Calamity Jane, Hortense Dufour

Publié le par Messaline

Calamity Jane

L'avis de la Fnac
Cette biographie romancée d'un personnage légendaire de la conquête de l'Ouest plonge le lecteur dans un monde violent, un épisode de l'histoire des Etats-Unis, et lui fait découvrir la vie d'une femme hors du commun. Décédée à l'aube du siècle, en 1903, à l'âge de cinquante et un ans, tuberculeuse, alcoolique et aveugle, Jane Martha Cannary, dite Calamity Jane, a vécu comme un homme à une époque où la place de la femme était fermement bornée.

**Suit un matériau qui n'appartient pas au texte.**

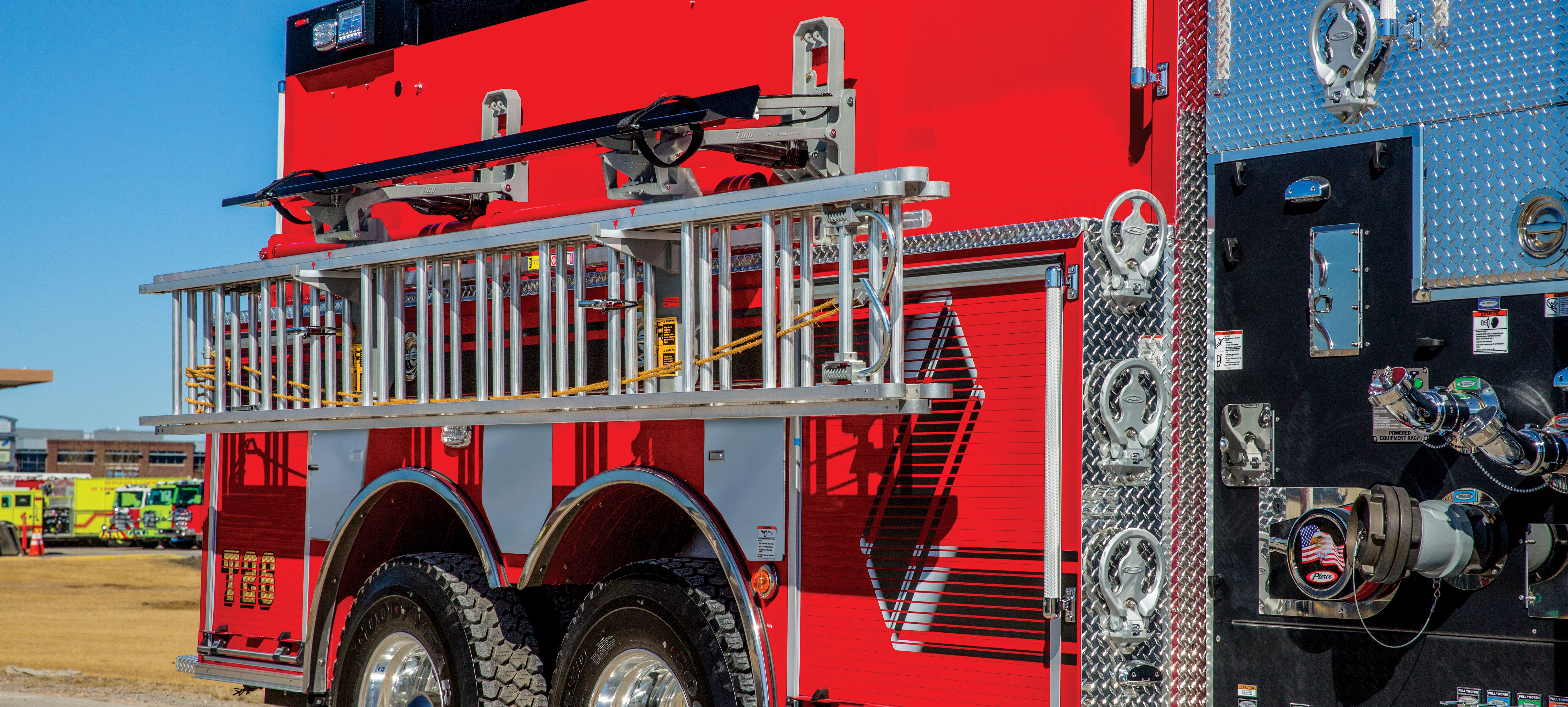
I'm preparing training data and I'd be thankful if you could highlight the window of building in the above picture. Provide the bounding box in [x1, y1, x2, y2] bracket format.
[16, 450, 49, 473]
[103, 450, 141, 464]
[55, 450, 97, 464]
[147, 450, 185, 466]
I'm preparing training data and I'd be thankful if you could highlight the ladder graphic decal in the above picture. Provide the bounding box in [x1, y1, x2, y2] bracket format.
[859, 292, 1044, 662]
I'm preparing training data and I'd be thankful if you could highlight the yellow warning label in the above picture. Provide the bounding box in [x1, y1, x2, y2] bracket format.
[654, 317, 676, 378]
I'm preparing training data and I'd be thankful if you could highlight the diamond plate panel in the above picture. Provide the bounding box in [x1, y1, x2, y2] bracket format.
[1079, 238, 1171, 707]
[1421, 108, 1568, 288]
[1206, 0, 1568, 290]
[1204, 0, 1568, 152]
[1163, 0, 1226, 707]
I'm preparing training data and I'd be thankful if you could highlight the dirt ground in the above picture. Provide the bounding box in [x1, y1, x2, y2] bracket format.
[0, 553, 262, 707]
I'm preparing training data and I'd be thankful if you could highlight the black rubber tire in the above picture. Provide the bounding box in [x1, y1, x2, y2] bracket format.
[550, 558, 757, 707]
[332, 552, 546, 707]
[519, 585, 593, 676]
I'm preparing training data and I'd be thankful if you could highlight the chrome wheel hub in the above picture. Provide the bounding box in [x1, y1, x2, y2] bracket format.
[594, 647, 688, 707]
[359, 632, 447, 707]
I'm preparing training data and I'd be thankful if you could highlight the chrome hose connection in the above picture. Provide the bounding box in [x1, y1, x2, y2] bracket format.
[1367, 367, 1568, 477]
[1367, 365, 1485, 437]
[1458, 408, 1568, 477]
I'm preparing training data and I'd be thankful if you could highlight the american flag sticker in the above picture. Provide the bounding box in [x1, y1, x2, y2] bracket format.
[1297, 524, 1345, 583]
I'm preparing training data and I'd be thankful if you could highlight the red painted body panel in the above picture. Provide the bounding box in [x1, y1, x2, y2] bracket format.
[273, 0, 1174, 254]
[207, 433, 307, 671]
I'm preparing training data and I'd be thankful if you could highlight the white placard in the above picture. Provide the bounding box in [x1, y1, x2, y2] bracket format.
[1545, 292, 1568, 317]
[1471, 309, 1508, 354]
[1214, 329, 1242, 370]
[757, 525, 782, 560]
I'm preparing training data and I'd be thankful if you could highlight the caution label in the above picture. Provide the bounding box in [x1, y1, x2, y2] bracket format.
[654, 317, 677, 378]
[757, 525, 784, 560]
[1546, 292, 1568, 317]
[1214, 329, 1242, 370]
[1471, 309, 1508, 354]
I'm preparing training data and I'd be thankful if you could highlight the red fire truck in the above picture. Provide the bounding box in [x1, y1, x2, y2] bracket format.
[141, 0, 1568, 707]
[153, 0, 1209, 707]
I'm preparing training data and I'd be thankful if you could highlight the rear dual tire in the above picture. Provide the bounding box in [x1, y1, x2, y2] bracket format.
[332, 552, 546, 707]
[550, 558, 757, 707]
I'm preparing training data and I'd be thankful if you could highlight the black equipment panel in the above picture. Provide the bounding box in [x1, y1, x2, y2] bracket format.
[223, 86, 762, 207]
[1212, 138, 1568, 707]
[284, 0, 582, 75]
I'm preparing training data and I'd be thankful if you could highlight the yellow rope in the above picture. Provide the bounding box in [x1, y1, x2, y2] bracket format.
[376, 298, 839, 404]
[185, 356, 364, 408]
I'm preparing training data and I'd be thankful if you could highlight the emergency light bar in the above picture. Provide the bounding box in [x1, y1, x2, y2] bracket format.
[223, 86, 762, 207]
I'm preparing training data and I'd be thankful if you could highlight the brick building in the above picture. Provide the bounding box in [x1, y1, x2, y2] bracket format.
[17, 428, 206, 478]
[45, 439, 196, 477]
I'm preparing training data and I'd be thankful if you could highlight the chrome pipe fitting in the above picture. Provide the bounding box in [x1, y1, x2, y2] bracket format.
[1367, 367, 1461, 437]
[1367, 367, 1568, 477]
[1458, 408, 1568, 477]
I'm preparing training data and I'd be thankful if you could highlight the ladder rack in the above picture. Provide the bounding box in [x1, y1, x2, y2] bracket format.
[141, 168, 947, 433]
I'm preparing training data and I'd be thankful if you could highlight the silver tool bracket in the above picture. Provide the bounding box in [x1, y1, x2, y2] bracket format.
[1220, 403, 1278, 486]
[1083, 359, 1168, 484]
[1306, 0, 1392, 125]
[301, 88, 528, 243]
[1094, 190, 1170, 307]
[599, 17, 855, 201]
[1094, 527, 1170, 654]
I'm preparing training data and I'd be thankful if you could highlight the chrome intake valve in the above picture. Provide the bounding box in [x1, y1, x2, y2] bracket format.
[1367, 367, 1568, 487]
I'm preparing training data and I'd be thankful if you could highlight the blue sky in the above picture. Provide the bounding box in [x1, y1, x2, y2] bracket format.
[0, 0, 314, 429]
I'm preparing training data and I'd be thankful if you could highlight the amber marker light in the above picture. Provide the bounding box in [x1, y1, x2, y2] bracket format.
[751, 563, 779, 601]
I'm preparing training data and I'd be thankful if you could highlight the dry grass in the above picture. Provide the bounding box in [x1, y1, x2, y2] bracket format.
[0, 555, 260, 702]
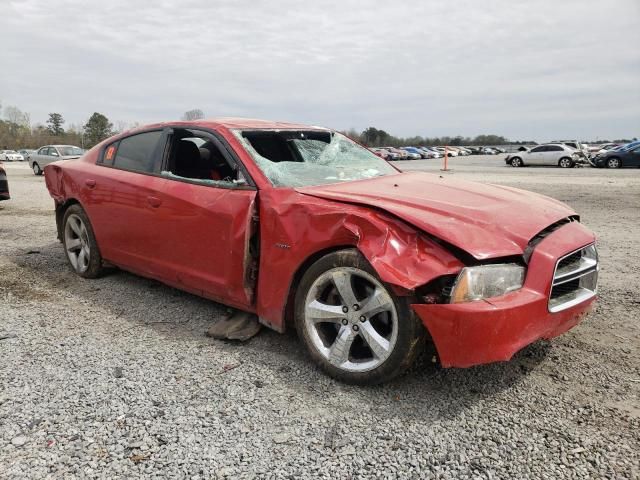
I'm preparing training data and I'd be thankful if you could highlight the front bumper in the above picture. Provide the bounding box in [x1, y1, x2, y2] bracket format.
[412, 222, 595, 367]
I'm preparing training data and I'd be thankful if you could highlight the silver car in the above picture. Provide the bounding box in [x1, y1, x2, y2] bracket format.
[0, 150, 24, 162]
[29, 145, 84, 175]
[505, 144, 579, 168]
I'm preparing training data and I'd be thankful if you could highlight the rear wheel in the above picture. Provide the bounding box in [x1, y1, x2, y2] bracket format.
[607, 157, 622, 168]
[62, 205, 103, 278]
[558, 157, 574, 168]
[295, 250, 425, 385]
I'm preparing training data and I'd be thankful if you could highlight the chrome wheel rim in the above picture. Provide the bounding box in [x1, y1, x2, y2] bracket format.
[64, 214, 91, 273]
[304, 267, 398, 372]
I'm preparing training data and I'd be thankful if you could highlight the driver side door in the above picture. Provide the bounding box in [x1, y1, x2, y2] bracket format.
[524, 146, 547, 165]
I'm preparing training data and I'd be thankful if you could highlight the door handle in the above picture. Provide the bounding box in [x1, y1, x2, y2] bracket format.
[147, 196, 162, 208]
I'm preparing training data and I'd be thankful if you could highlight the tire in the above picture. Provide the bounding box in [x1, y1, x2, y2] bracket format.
[295, 249, 426, 385]
[558, 157, 575, 168]
[62, 204, 104, 278]
[511, 157, 524, 167]
[607, 157, 622, 168]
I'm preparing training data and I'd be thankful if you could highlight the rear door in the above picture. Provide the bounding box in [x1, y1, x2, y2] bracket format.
[155, 129, 258, 308]
[543, 145, 571, 166]
[523, 145, 547, 165]
[622, 147, 640, 167]
[82, 130, 170, 277]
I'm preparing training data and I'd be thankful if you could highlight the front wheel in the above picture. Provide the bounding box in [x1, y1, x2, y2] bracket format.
[558, 157, 573, 168]
[607, 157, 622, 168]
[62, 205, 103, 278]
[295, 250, 426, 385]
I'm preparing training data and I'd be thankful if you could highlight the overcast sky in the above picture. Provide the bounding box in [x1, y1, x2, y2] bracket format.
[0, 0, 640, 141]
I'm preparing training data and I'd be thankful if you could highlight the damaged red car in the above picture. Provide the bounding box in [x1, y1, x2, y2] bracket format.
[45, 119, 598, 384]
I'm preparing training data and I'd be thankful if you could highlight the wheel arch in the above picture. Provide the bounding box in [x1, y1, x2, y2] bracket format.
[56, 198, 86, 241]
[282, 244, 358, 331]
[607, 155, 623, 168]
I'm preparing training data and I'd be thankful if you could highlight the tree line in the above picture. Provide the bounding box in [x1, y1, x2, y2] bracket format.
[0, 104, 204, 150]
[343, 127, 536, 147]
[342, 127, 631, 147]
[0, 106, 116, 150]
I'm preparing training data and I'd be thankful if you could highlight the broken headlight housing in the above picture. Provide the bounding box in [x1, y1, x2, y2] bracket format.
[450, 263, 526, 303]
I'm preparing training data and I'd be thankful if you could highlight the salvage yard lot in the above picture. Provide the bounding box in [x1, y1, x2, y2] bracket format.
[0, 155, 640, 478]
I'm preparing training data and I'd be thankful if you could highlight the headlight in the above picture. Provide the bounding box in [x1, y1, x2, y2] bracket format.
[451, 263, 526, 303]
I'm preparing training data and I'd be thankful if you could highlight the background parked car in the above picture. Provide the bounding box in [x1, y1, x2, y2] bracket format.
[402, 147, 426, 160]
[420, 147, 442, 158]
[370, 148, 393, 160]
[0, 162, 11, 200]
[0, 150, 24, 162]
[18, 148, 35, 160]
[434, 147, 458, 157]
[382, 147, 409, 160]
[593, 145, 640, 168]
[480, 147, 500, 155]
[29, 145, 84, 175]
[504, 144, 580, 168]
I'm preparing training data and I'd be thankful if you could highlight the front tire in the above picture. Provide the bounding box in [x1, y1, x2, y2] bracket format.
[62, 205, 103, 278]
[607, 157, 622, 168]
[558, 157, 574, 168]
[295, 249, 426, 385]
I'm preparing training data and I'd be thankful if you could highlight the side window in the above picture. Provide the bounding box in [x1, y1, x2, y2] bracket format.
[100, 142, 120, 165]
[113, 130, 162, 173]
[165, 129, 245, 187]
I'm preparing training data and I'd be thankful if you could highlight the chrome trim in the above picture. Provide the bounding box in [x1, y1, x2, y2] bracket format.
[548, 243, 600, 313]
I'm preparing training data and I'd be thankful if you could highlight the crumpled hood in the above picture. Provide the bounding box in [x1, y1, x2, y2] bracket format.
[296, 172, 575, 260]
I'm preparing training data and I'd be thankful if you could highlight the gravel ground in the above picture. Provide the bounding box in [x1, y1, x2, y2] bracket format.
[0, 157, 640, 479]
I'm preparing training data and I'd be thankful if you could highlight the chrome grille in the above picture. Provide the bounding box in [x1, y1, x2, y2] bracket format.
[549, 244, 598, 313]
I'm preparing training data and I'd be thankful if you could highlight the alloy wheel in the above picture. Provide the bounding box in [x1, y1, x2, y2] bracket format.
[304, 267, 398, 372]
[607, 158, 620, 168]
[64, 214, 91, 273]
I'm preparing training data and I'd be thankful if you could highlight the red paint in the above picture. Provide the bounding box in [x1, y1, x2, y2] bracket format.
[413, 223, 595, 367]
[45, 119, 594, 366]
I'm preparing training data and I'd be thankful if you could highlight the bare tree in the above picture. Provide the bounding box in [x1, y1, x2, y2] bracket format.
[182, 108, 204, 121]
[4, 105, 30, 127]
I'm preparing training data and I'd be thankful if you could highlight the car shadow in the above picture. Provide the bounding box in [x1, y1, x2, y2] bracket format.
[10, 243, 550, 420]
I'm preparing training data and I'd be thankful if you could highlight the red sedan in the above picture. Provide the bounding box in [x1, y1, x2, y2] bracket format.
[45, 119, 598, 384]
[0, 162, 11, 200]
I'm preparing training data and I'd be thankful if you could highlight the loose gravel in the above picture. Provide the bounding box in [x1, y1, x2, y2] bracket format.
[0, 158, 640, 479]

Conductrice de diligences, convoyeuse de fonds, chercheuse d'or, joueuse de poker, il lui fallait pour exercer toutes ces activités successives manier la Winchester sans états d'âme, elle ne portait jamais sur elle moins de dix-sept kilos d'armes.

Hortense Dufour, fascinée par le personnage et sa beauté, suit le destin de cette aventurière essentiellement à travers la correspondance échangée entre Calamity Jane et sa fille. Elle fait poindre derrière le mythe la féminité et l'intensité de la vie d'une femme généreuse et exaltée.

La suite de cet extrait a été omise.